If only General Electric CEO Jeff Immelt had known that his company, in the 2016 election cycle, had given $1,729,689 to congressional Republicans who ran on doing these very things! And that, by aiding their election efforts, his company was facilitating the very conditions he would later lament in his tweet about not being able to rely on government for leadership on climate change! And that while his company donated $241,648 to Hillary Clinton’s campaign, they were—with the bulk of their political contributions—helping to create a congressional body that would have worked furiously to thwart any environmental policies she may have supported as president!

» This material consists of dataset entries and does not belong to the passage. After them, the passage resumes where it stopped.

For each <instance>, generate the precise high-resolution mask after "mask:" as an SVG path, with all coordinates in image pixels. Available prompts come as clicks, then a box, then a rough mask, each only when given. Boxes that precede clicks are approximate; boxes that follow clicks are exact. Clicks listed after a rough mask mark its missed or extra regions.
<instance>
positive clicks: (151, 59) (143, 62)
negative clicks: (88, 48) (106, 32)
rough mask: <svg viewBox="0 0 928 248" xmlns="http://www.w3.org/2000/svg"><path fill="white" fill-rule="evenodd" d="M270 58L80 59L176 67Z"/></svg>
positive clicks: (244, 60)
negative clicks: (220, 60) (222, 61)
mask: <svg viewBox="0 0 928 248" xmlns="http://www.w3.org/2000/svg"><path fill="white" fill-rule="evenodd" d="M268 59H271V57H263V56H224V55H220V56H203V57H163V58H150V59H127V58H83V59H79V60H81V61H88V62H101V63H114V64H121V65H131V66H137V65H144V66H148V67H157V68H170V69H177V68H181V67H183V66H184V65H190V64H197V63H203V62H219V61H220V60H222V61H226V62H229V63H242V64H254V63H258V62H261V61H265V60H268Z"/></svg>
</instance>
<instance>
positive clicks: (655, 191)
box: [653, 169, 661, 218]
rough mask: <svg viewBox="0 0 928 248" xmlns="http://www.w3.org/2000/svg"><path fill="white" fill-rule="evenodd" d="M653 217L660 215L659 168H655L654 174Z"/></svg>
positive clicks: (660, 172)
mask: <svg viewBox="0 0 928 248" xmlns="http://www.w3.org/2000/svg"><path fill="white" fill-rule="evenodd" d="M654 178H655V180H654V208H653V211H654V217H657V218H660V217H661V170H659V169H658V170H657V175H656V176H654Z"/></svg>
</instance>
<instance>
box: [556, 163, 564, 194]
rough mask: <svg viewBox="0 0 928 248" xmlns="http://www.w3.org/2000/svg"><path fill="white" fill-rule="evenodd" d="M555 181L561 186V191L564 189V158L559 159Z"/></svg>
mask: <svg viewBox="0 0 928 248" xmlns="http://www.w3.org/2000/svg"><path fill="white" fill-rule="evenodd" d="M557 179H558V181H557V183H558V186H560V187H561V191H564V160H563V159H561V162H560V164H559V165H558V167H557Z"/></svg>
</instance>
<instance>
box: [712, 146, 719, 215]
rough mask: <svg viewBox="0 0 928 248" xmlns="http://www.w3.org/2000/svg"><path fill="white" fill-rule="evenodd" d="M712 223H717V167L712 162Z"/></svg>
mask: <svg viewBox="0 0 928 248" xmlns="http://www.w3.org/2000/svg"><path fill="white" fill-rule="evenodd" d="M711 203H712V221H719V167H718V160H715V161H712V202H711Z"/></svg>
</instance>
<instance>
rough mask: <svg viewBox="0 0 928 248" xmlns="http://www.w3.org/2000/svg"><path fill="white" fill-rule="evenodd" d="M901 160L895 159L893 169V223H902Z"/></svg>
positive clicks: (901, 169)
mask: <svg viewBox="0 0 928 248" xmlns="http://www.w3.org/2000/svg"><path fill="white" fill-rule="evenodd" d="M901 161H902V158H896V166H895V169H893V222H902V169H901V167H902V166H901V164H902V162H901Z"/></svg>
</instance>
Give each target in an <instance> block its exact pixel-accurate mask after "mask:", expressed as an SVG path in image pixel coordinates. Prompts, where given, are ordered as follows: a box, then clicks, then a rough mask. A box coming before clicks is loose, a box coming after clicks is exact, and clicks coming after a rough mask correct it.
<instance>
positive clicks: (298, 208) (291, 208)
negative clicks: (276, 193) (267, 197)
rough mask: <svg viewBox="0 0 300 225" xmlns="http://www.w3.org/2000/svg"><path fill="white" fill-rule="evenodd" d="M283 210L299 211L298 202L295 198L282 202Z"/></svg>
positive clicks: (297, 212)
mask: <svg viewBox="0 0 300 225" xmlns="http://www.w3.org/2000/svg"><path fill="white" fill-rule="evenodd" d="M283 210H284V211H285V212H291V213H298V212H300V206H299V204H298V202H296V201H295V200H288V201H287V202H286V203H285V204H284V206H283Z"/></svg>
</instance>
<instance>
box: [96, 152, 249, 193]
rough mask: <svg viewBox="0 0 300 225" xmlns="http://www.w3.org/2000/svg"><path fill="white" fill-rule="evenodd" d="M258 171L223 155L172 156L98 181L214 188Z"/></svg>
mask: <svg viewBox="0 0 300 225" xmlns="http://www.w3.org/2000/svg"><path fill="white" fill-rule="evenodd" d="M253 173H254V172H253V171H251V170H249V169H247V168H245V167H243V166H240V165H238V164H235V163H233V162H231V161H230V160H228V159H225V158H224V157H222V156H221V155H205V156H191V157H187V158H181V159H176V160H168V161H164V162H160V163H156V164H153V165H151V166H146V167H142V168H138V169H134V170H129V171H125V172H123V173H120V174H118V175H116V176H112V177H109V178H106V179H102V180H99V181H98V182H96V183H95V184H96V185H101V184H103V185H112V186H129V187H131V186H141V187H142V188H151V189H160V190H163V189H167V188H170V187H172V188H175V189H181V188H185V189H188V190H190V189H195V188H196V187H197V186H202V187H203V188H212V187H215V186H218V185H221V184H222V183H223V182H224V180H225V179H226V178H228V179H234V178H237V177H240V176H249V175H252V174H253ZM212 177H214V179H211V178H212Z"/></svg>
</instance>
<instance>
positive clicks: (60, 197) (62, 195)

Similarly, it would have been nearly impossible for Google CEO Sundar Pichai to predict that using 56 percent of his company’s political contributions to fund congressional Republicans—representatives, like Paul Ryan, who both reject the scientific consensus on climate change and campaigned mightily for Donald Trump, who promised to withdraw from the Paris agreement if elected president—would have resulted in policies that would harm our environment.

ExxonMobil gave $1,423,827 to congressional Republicans—and its former CEO gave to Donald Trump!—but somehow one personal letter did not change the course of that CEO’s party’s deeply entrenched and well-known positions on the climate and environmental regulations.

It’s almost as if the political contributions of America’s largest corporations reflect values that are contrary to their public statements—and often company practice!—on the environment, and that proximity to power and a nihilistic, world-burning drive for profit are their real values.